Patronun, başkanın, bakanın kapısı

Ferit Barış PARLAK
Ferit Barış PARLAK AYRINTI [email protected]

Klişeleşti ama, yazının içeriğini oluşturacağı için tekrar hatırlatmak zorunda kaldım: "bilgi çağındayız", "fikir çağındayız"

Zaten büyük çoğunluğumuz (- ben de dâhil…) bu gerçeği sadece hatırlıyor, sadece tekrarlıyoruz!

Çağa katkımız bundan ibaret!

 & & &

Facebook'un fikir babası kaç yaşındaydı? O fikriyle nereden nereye geldi? Biliyoruz.

Google'nin fikir babası kaç yaşındaydı? O fikriyle nereden nereye geldi? Biliyoruz.

IPhone'nin fikir babası kaç yaşındaydı? O fikriyle nereden nereye geldi?

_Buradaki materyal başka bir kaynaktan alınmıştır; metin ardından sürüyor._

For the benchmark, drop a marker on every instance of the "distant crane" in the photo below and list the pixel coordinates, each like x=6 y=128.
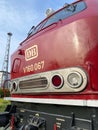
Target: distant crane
x=5 y=73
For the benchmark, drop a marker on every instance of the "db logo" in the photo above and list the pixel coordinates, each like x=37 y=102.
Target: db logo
x=31 y=53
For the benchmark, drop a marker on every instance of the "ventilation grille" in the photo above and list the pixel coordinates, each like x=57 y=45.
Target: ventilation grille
x=33 y=83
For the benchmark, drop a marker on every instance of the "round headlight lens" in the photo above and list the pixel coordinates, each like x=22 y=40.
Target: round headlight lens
x=57 y=81
x=74 y=79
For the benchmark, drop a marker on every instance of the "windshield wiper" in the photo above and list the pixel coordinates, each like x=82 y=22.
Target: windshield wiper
x=70 y=7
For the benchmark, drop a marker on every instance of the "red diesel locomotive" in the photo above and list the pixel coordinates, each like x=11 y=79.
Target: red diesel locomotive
x=54 y=73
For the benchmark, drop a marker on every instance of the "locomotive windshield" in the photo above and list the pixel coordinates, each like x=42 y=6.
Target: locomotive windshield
x=67 y=11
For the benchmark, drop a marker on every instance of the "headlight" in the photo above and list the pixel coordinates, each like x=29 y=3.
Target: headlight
x=74 y=79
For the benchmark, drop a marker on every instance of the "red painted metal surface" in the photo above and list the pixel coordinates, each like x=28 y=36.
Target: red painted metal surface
x=68 y=43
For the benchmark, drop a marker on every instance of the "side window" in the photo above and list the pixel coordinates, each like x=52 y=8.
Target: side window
x=67 y=11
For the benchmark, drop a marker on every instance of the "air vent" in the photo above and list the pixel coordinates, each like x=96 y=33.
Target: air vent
x=33 y=83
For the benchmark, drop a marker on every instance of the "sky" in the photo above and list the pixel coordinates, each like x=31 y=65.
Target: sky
x=18 y=16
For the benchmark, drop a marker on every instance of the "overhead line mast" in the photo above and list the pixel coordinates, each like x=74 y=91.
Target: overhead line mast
x=6 y=59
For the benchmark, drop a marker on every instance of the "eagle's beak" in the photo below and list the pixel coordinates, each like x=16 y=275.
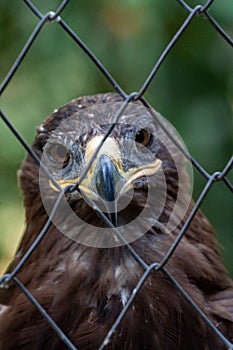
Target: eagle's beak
x=106 y=178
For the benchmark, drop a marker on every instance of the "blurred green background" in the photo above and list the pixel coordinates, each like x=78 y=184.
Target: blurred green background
x=193 y=88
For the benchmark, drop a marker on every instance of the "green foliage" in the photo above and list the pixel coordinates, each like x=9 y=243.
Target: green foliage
x=193 y=87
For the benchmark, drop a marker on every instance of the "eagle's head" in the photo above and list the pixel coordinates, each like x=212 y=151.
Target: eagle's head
x=117 y=175
x=118 y=166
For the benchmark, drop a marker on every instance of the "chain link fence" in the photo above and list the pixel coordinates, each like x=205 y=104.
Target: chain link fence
x=210 y=179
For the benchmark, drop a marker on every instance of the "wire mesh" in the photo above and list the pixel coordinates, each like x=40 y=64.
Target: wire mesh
x=211 y=179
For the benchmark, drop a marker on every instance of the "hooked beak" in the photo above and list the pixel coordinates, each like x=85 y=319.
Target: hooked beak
x=106 y=180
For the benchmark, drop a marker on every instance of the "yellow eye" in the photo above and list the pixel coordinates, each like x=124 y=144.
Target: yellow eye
x=59 y=154
x=143 y=137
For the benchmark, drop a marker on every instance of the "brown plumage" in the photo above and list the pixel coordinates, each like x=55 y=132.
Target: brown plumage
x=84 y=283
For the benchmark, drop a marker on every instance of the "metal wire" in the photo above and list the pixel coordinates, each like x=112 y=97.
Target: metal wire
x=52 y=16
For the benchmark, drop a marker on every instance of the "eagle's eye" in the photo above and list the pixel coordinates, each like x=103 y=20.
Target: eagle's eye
x=143 y=137
x=59 y=154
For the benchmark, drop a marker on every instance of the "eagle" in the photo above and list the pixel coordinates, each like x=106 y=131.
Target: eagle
x=120 y=179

Biliyoruz.

Ülkelerine de önemli katkı sağlayan bu örnekleri, 'on binlerle' niceleyerek çoğaltabiliriz.

 & & &

Biz niye yapamıyoruz?

Belki de fikrimizi, bilgimizi paylaşmaktan korkuyoruz.

Belki de birçok fikir ve bilgiyi, kendine güveni olmayan/koltuğunu altlarına kaptırmaktan korkan üstlerin zulasında eskitiyoruz.

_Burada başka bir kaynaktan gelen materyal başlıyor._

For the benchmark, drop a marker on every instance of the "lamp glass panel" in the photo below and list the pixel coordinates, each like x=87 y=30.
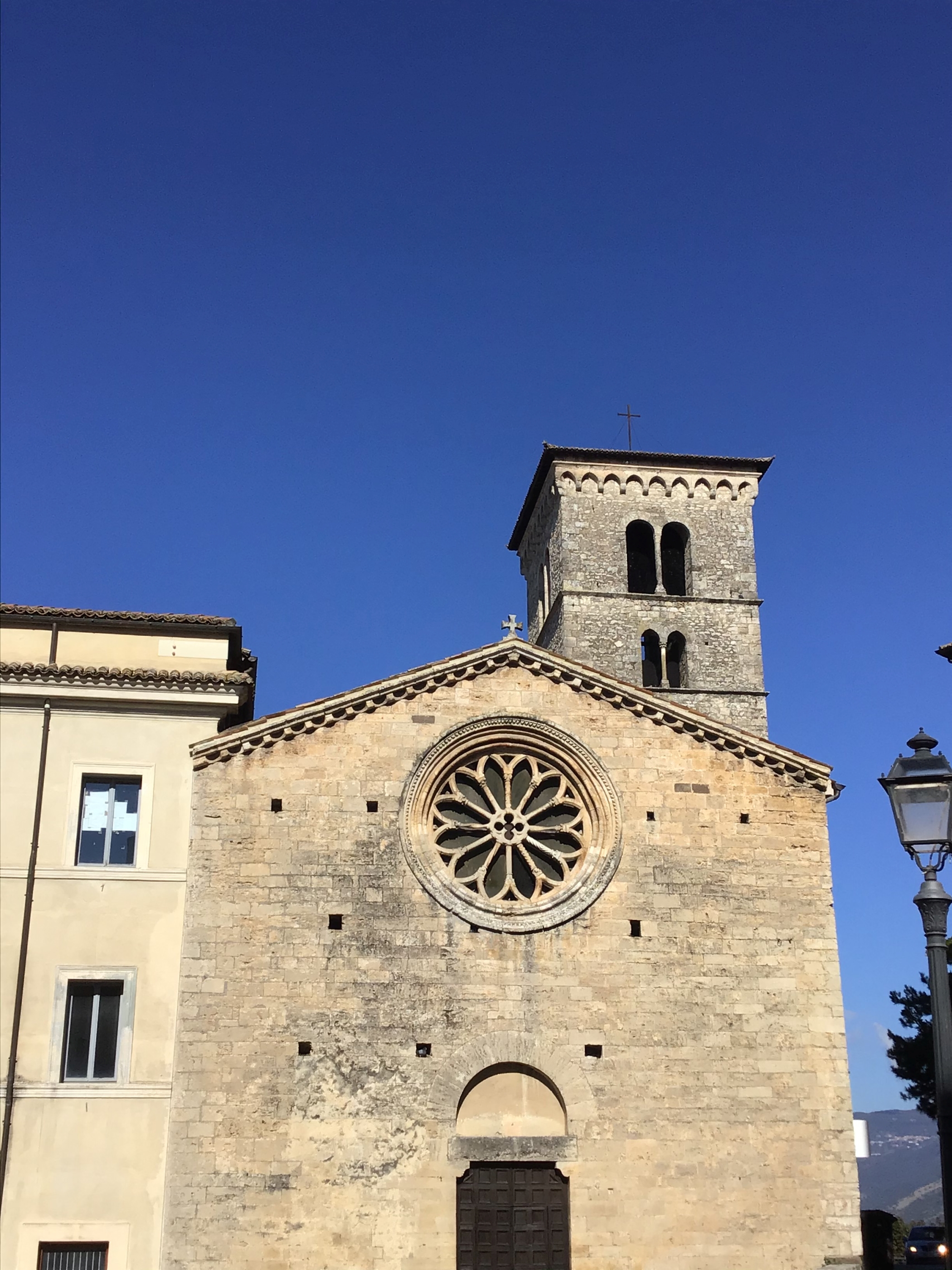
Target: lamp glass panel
x=923 y=813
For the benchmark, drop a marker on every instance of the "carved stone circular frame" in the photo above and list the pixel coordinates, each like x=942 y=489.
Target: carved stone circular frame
x=553 y=746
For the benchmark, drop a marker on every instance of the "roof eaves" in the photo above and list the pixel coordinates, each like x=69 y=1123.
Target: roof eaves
x=574 y=454
x=110 y=618
x=484 y=661
x=36 y=672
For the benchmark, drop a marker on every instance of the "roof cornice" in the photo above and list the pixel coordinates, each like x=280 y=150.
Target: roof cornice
x=106 y=676
x=629 y=459
x=26 y=615
x=245 y=738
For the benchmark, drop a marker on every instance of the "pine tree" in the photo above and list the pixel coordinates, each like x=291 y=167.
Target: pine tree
x=912 y=1057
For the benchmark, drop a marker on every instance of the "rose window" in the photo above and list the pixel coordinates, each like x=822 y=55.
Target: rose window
x=510 y=827
x=511 y=823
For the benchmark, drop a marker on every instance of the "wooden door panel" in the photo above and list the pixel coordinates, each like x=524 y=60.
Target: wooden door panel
x=513 y=1217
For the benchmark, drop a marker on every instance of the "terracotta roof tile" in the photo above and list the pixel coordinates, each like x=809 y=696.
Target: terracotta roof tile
x=107 y=615
x=115 y=675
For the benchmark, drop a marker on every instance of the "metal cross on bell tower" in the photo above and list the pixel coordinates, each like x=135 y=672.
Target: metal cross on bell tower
x=626 y=415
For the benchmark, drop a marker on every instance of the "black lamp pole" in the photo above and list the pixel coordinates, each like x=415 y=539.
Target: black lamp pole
x=921 y=791
x=932 y=901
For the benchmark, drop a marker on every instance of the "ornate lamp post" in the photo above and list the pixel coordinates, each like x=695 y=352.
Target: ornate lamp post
x=921 y=791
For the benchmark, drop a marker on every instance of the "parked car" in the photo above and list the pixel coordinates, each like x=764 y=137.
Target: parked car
x=926 y=1246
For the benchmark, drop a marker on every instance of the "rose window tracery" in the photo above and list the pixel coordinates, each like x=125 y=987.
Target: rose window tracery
x=511 y=823
x=510 y=827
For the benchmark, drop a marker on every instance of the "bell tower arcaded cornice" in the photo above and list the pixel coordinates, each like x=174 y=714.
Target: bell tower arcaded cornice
x=644 y=564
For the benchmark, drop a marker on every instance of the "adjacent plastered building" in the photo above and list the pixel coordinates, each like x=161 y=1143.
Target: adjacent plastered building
x=526 y=958
x=97 y=715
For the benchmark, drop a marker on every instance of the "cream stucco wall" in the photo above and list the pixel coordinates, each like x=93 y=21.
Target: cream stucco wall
x=88 y=1160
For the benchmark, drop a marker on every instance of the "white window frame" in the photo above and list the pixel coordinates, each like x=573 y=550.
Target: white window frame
x=34 y=1234
x=124 y=1039
x=102 y=767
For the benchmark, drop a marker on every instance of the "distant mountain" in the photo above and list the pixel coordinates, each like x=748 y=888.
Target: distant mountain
x=903 y=1174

Belki de birçok fikir ve bilgiyi, paylaşılan kişiler tarafından sahiplenildiği için öylece bırakıp/o kadarıyla yetinip geliştiremiyoruz.

Kurumumuza, kuruluşumuza, ülkemize katkı sağlayacak bilgi ve fikirlerin çıkamamasının nedenlerini, 'onlarla' niceleyerek çoğaltabiliriz.

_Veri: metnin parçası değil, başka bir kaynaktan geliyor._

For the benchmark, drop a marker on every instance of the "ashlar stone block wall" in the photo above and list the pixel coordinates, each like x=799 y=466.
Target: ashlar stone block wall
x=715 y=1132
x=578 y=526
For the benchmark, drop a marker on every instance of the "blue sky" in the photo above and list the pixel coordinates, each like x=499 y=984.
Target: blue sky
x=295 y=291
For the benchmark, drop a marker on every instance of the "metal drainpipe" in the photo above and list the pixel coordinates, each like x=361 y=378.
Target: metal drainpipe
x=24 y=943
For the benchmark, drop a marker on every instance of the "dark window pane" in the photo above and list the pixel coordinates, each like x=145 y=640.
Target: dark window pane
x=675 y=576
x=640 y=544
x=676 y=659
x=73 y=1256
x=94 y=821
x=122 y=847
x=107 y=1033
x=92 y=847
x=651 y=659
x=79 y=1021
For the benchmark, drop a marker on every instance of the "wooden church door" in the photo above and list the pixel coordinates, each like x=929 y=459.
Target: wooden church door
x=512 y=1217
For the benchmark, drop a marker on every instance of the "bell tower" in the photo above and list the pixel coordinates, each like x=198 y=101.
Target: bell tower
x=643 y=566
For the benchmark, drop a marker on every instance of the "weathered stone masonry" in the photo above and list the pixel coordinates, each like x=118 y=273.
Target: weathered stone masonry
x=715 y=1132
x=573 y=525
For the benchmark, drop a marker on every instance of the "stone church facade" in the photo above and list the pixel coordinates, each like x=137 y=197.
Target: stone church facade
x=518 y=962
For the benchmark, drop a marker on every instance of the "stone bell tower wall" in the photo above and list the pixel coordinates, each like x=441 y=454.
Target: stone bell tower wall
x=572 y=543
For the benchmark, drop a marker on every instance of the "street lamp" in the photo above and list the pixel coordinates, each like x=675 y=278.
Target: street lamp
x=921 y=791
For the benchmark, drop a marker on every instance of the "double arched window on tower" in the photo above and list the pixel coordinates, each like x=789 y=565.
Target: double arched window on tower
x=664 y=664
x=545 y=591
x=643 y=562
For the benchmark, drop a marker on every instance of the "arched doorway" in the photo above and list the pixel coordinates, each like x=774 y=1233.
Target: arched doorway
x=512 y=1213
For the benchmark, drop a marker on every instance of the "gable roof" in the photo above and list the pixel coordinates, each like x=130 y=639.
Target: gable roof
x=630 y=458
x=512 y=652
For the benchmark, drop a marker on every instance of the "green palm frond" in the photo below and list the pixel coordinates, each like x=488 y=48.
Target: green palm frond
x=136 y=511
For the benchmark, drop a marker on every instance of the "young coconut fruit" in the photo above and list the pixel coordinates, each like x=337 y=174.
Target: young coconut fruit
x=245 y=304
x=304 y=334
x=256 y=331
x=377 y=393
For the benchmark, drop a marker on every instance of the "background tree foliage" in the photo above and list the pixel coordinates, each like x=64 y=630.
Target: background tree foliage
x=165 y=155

Patronları ve üstleri saymazsak yaklaşık 5 milyon teknik elemanın fikir ve bilgilerini bu nedenlerle çöpe atabilme cesaretini/lüksünü kimden alıyoruz?

 & & &

TSE'nin düzenlediği uluslar arası konferansta, yabancılar bilgi/fikir güvenliği için yapılabilecekleri tartışırken aklıma geldi tüm bu sorular.

Tersten de sordum, "Onlar nasıl yapıyorlar?"

Onlar farklılar.

Fikrin, bilginin sahibine saygılılar.

Başkasının fikriyle geçinmeyi akıllarına bile getirmiyorlar.

Fikrin sahibine hakkını teslim edip/sonuna kadar yardım ediyorlar.

Bu nedenle fikri rahatlıkla paylaşıyorlar. Geliştirmek için özgürce/sınırsız tartışabiliyorlar.

 & & &

Geçtiğimiz hafta TSE'de 'açık kapı' uygulamasının başlatıldığını duydum.

TSE Başkanı Tahir Büyükhelvacıgil'e uygulamanın nedenini sordum.

"…İki kulak vermiş Allah. İyi dinlememiz için. Biriyle anlayamadıysak, diğeriyle anlamamız için…" diyerek başladı söze Büyükhelvacıgil.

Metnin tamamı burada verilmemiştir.